Transposition de la « Directive défense » : Abistis, dulces caricæ?

10 avril 2012

Guillaume Fonouni-Farde, 2012, Transposition de la « Directive défense » : Abistis, dulces caricæ?

Abstract:La garantie de la souveraineté de l’Etat implique l’indépendance nationale. En 1958, le Constituant a confié la garantie de l’indépendance nationale au Président de la République[2], comme pour mieux souligner les liens étroits qui unissent l’indépendance nationale et la souveraineté de l’Etat.

La République française ne saurait être obligée par une quelconque norme qui lui serait exogène[3] ou commandée par un Etat tiers et il est de la responsabilité du chef de l’Etat d’y veiller.

Aussi le Président de la République est-il constitutionnellement investi de la fonction de commandement des forces armées[4] dont la principale mission de service public consiste en la protection des intérêts vitaux de la Nation. L’indépendance des forces armées revêt ainsi le même degré d’importance que l’indépendance de la Nation elle-même, la garantie de la première découlant directement de la garantie de la seconde.
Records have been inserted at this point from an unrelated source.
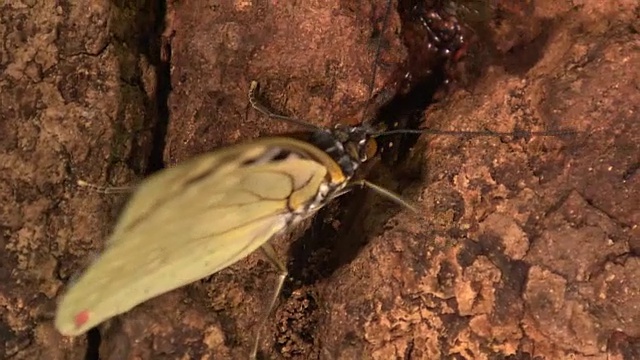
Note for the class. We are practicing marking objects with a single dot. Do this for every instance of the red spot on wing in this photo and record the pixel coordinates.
(81, 318)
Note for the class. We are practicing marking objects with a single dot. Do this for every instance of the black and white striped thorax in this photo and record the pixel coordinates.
(348, 146)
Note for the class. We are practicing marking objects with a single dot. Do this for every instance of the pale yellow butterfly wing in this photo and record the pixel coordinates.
(188, 222)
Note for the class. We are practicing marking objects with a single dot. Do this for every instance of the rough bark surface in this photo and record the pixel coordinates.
(522, 248)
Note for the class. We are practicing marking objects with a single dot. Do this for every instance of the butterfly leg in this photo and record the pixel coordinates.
(270, 253)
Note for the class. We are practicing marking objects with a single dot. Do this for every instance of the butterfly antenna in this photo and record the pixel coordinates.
(105, 189)
(374, 69)
(254, 90)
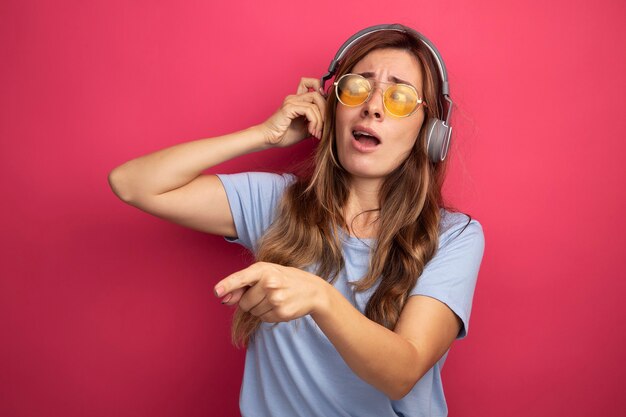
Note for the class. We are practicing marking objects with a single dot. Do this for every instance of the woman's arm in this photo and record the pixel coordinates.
(391, 361)
(169, 183)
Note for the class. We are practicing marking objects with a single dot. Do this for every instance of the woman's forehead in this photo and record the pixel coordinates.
(391, 63)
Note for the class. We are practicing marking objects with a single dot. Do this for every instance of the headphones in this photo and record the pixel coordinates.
(438, 132)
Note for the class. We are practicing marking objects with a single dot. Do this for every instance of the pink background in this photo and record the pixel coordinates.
(107, 311)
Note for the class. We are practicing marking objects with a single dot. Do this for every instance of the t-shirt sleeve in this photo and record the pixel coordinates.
(253, 198)
(451, 275)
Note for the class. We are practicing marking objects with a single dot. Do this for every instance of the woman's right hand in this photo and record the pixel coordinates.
(300, 116)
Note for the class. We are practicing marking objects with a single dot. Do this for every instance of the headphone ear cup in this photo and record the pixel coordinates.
(437, 139)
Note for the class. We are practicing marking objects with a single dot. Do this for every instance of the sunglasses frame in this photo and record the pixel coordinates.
(419, 103)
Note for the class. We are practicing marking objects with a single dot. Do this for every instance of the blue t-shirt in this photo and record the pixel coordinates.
(292, 369)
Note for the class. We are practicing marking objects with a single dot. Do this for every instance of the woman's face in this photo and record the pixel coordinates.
(375, 158)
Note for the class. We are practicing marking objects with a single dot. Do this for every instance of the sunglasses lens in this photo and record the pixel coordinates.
(400, 100)
(353, 90)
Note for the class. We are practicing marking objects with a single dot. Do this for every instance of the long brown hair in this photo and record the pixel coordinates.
(311, 211)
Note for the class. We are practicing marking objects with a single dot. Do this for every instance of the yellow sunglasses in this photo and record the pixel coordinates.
(400, 100)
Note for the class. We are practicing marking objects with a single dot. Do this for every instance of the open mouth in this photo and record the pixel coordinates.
(365, 138)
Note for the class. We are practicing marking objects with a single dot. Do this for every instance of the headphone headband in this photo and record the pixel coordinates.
(332, 68)
(438, 131)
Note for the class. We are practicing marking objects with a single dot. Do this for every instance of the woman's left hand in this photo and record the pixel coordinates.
(272, 292)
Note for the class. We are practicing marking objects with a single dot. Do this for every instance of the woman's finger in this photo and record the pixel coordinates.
(308, 110)
(238, 280)
(254, 297)
(306, 84)
(313, 97)
(234, 296)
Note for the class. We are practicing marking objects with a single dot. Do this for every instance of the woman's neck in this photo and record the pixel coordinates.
(362, 208)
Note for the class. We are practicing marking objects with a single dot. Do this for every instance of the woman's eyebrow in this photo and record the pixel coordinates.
(391, 78)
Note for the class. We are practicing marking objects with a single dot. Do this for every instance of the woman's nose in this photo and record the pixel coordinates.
(374, 105)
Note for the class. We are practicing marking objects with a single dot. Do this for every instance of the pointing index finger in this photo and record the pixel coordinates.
(240, 279)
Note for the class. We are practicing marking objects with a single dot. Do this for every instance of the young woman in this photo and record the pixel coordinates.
(363, 279)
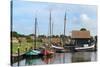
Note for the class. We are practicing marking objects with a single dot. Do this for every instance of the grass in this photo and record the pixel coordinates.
(23, 46)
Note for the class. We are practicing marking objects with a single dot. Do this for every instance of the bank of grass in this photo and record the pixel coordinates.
(23, 46)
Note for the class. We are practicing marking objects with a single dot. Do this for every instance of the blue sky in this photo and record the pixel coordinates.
(78, 16)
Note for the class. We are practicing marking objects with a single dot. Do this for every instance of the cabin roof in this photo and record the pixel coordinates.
(80, 34)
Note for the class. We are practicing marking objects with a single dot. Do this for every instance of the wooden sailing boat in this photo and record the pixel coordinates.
(34, 52)
(48, 51)
(60, 49)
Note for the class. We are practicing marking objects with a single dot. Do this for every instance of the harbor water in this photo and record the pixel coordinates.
(59, 58)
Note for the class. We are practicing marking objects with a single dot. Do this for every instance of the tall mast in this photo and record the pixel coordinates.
(50, 27)
(35, 32)
(64, 27)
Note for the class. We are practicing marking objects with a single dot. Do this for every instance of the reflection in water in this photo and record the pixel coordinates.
(60, 58)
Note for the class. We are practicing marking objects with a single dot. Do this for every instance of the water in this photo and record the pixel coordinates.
(60, 58)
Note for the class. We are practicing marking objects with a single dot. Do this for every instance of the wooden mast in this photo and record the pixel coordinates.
(50, 30)
(64, 28)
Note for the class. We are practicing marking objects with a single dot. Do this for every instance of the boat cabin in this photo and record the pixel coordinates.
(80, 38)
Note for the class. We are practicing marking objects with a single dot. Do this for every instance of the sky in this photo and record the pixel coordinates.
(78, 16)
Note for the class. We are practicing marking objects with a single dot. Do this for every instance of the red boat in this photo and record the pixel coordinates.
(47, 52)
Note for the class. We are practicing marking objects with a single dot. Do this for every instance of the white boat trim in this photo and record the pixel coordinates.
(92, 46)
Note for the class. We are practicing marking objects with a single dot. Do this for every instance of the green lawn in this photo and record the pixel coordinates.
(23, 46)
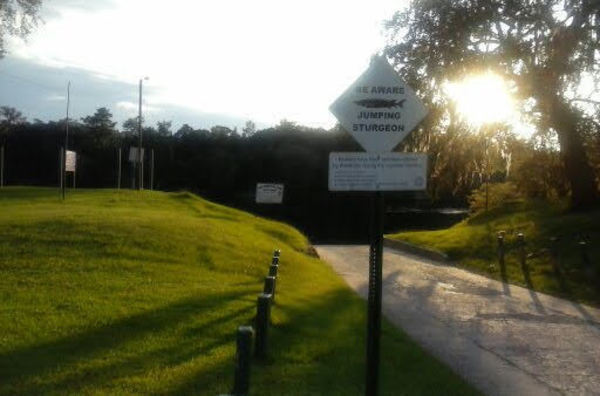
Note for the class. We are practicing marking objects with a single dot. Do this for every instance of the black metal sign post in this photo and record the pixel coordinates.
(375, 287)
(378, 110)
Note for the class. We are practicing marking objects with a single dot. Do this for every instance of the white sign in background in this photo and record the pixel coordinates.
(133, 154)
(70, 161)
(377, 171)
(379, 109)
(269, 193)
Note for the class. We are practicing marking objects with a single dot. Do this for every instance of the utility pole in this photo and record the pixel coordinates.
(64, 156)
(139, 151)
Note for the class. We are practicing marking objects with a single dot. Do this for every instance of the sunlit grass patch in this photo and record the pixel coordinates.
(141, 293)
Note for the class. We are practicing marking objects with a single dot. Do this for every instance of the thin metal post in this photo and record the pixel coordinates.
(119, 169)
(585, 259)
(554, 253)
(273, 269)
(522, 253)
(263, 315)
(374, 301)
(61, 162)
(75, 171)
(63, 175)
(2, 166)
(501, 250)
(152, 170)
(139, 151)
(241, 385)
(270, 283)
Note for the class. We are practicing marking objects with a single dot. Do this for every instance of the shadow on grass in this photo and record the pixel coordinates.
(566, 290)
(88, 358)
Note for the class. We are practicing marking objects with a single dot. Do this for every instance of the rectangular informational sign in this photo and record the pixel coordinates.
(377, 171)
(133, 154)
(269, 193)
(70, 161)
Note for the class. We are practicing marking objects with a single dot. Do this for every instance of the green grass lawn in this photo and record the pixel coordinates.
(473, 245)
(141, 293)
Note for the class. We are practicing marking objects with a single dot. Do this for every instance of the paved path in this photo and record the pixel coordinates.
(503, 339)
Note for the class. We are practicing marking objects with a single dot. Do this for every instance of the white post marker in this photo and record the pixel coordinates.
(269, 193)
(133, 154)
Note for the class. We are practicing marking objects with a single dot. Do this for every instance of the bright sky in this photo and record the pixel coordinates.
(261, 60)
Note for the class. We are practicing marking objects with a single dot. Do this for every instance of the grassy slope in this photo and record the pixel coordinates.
(473, 243)
(140, 293)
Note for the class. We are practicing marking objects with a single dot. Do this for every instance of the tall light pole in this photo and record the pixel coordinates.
(139, 151)
(64, 158)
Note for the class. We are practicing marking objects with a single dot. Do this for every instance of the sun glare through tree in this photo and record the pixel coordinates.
(482, 99)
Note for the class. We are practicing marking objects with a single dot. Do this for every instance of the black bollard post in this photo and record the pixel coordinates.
(241, 385)
(263, 315)
(521, 244)
(554, 256)
(273, 269)
(501, 250)
(586, 264)
(270, 283)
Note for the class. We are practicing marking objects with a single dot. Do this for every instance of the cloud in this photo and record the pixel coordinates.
(56, 98)
(134, 107)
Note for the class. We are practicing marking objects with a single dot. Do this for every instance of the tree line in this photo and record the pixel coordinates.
(224, 164)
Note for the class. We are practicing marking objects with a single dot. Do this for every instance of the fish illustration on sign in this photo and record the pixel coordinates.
(380, 103)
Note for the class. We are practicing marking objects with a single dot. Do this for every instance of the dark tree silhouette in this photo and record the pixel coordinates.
(544, 46)
(17, 18)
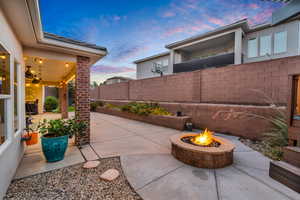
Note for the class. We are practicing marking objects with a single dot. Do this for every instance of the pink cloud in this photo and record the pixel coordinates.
(108, 69)
(216, 21)
(116, 18)
(126, 51)
(174, 31)
(168, 14)
(261, 17)
(253, 6)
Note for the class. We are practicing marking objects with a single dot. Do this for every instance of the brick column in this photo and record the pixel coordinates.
(82, 97)
(63, 101)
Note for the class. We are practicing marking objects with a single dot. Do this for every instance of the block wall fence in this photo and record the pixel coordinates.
(202, 94)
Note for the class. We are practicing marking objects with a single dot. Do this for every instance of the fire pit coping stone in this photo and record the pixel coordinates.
(203, 157)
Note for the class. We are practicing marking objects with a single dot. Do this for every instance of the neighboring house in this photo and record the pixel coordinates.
(116, 79)
(232, 44)
(54, 59)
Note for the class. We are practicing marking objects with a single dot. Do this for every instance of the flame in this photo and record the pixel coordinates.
(205, 138)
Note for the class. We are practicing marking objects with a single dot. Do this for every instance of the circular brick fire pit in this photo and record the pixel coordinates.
(212, 157)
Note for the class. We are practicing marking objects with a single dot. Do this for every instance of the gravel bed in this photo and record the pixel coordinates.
(73, 182)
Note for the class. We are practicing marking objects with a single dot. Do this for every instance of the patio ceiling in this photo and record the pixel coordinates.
(52, 71)
(212, 43)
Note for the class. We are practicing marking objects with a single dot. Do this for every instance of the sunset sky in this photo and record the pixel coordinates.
(133, 29)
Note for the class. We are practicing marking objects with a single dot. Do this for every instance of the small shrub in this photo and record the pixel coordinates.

La capacité du Président de la République à satisfaire l’exigence constitutionnelle d’indépendance nationale reposant, pour une large part, sur l’efficacité de l’outil de défense français, la satisfaction des besoins d’approvisionnement militaire exprimés par les forces armées est de nature impérative[5]. Cet approvisionnement doit être sécurisé, autonome et indépendant des désidératas d’industriels étrangers ; il serait inconcevable, en effet, que la menace de rupture d’approvisionnement de tel ou tel système d’armes par un industriel étranger infléchisse les orientations diplomatiques françaises[6].

Ce double impératif de sécurisation et d’autonomisation de l’approvisionnement défense appelle la constitution, le maintien et le développement d’une Base Industrielle et Technologique de Défense[7] (BITD). D’après J-M. OUDOT, « la BITD regroupe des compétences spécifiques et pointues, longues et difficiles à acquérir. Les pouvoirs publics considèrent qu’ils ne peuvent pas prendre le risque de perdre ces compétences, au risque de réduire leur autonomie sécuritaire et stratégique sur la scène internationale […][8]. » Les marchés passés avec les industriels dans les domaines de la sécurité et de la défense participent de la garantie de l’indépendance nationale et de la souveraineté de l’Etat. Ils revêtent, à ce titre, une importance stratégique particulière qui fonde leur distinction des marchés publics communs. La négociation de ces contrats spécifiques nécessitait donc l’instauration d’un dispositif normatif propre, exorbitant du droit commun des marchés publics et exempt de procédures de publicité et de mise en concurrence[9].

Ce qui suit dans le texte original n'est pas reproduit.